A researcher at the University of Southern Queensland in Australia and co author of the research, Dr Chelsea Huang. has said that the planet even has an orbit of about 355 days.
According to a Guardian report, Huang added: “What’s very exciting about this particular Earth-sized planet is that its star is only [about] 150 light-years away from our solar system.
“The next best planet around a sun-like star, in a habitable zone, [Kepler-186f] is about four times farther away and 20 times fainter.”
But don’t pack your bags just yet, because the temperatures on the surface of the planet are hardly hospitable as they are estimated to sit at a cool –70C. (-94 Fahrenheit). In addition to this, the star that HD137010 b orbits is cooler and dimmer than our sun it means the planet’s surface temperature is more similar to Mars than Earths.

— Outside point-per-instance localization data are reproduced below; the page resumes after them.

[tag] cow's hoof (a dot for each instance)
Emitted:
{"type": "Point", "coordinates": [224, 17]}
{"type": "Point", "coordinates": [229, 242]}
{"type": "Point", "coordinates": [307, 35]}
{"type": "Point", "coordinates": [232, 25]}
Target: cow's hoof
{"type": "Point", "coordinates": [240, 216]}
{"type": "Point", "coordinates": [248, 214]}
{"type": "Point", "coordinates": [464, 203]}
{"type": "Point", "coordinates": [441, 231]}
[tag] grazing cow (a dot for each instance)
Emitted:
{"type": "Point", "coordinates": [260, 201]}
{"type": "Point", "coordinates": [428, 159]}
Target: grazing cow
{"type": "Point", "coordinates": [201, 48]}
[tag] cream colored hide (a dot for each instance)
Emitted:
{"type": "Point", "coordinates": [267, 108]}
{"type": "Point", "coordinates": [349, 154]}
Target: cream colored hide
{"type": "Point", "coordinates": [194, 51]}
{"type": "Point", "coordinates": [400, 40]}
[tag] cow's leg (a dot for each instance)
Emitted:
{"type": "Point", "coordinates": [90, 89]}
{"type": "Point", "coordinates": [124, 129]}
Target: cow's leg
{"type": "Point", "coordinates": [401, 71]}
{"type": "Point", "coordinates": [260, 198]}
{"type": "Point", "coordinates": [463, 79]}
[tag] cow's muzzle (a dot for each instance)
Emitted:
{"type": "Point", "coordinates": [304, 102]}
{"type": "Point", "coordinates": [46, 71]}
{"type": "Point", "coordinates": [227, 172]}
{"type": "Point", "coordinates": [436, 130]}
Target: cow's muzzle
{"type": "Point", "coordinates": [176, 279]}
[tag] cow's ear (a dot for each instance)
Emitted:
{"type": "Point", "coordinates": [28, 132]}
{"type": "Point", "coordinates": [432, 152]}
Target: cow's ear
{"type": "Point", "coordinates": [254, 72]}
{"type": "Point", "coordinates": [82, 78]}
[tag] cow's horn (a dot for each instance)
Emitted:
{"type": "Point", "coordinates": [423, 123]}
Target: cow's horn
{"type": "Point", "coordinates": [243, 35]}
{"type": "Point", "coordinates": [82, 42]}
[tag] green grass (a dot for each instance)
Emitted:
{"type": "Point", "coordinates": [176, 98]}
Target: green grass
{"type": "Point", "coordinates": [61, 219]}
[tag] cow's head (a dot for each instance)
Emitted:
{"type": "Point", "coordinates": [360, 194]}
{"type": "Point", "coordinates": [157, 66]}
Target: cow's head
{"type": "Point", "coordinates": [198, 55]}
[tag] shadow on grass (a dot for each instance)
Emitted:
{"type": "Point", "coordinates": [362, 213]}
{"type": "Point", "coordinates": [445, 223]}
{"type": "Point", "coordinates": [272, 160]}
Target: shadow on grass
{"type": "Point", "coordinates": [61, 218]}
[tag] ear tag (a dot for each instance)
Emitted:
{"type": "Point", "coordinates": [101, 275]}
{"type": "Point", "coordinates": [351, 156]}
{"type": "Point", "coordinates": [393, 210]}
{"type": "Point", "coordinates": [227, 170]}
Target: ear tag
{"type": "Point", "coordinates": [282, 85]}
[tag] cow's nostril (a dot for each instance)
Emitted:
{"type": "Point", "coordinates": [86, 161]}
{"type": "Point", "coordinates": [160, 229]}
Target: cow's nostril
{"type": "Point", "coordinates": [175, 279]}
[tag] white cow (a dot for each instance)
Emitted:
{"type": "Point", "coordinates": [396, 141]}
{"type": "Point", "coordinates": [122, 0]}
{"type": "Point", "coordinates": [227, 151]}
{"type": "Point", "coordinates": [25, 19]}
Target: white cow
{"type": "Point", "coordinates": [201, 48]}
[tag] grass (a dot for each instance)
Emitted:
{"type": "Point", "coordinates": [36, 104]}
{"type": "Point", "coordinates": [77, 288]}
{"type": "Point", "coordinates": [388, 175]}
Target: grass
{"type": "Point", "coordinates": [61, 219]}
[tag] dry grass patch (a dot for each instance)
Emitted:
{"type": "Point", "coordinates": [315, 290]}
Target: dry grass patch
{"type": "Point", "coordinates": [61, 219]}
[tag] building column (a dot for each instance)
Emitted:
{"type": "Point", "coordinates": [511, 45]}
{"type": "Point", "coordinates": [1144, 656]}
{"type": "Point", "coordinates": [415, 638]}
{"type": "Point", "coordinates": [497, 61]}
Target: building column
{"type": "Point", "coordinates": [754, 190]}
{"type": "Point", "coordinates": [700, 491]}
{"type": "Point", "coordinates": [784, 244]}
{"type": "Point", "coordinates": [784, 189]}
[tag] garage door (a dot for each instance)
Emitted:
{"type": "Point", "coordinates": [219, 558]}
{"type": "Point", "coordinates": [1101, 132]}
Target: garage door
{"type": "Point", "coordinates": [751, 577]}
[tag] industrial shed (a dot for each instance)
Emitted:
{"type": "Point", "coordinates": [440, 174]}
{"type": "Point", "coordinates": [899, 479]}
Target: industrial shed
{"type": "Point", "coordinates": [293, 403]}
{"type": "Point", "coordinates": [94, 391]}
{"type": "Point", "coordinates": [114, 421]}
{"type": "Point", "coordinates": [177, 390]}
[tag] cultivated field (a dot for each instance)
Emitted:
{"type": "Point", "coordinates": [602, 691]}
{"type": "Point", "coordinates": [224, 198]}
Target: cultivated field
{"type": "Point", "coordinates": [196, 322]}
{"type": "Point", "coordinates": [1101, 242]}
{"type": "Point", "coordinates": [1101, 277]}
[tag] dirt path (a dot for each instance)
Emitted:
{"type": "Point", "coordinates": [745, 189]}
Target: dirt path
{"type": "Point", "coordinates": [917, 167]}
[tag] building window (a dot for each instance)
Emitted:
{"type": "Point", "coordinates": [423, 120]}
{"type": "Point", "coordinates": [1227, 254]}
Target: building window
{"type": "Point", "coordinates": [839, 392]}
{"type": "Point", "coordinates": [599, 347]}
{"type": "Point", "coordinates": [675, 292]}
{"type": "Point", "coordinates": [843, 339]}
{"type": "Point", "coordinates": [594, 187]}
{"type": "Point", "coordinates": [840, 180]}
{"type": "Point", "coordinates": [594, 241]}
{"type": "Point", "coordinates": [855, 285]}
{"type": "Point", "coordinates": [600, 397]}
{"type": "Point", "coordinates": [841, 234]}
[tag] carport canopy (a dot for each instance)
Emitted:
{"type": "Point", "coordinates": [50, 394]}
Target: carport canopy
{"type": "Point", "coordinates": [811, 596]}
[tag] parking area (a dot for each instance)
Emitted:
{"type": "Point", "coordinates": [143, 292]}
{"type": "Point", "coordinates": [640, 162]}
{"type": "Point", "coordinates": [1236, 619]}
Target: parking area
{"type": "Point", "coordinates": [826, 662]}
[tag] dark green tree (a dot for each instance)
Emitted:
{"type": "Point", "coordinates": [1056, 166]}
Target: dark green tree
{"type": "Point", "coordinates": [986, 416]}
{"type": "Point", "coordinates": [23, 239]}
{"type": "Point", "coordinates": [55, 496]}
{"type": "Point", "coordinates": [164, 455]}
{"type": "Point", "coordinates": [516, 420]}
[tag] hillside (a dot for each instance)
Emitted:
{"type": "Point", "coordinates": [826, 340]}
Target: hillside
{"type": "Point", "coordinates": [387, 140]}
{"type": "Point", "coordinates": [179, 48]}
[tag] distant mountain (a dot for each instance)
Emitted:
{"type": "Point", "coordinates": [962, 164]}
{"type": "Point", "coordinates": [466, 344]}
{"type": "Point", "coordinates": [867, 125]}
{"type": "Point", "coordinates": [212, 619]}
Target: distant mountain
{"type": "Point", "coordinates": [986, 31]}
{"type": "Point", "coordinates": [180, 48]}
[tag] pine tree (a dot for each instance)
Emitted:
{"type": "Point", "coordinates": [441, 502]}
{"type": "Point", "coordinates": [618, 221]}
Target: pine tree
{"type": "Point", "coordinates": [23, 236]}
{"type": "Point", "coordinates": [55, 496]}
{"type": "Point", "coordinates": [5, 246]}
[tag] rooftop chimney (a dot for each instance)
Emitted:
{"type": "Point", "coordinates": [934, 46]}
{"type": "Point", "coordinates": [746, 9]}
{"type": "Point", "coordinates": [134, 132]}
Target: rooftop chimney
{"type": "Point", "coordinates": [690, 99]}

Astrophysicist at Swinburne University, Dr Sara Webb, who was not part of the study, said the find was ‘very exciting’ but that more data was needed to classify HD137010 b as an exoplanet. She said it could be ‘something called a super snowball. Essentially, a big, icy world that potentially has a lot of water, but a lot of it’s frozen’.
She also added though in the grand scheme of our galaxy the planet is close, it would still take us tens of thousands ‘if not hundreds of thousands of years’ to get there, travelling at current speeds.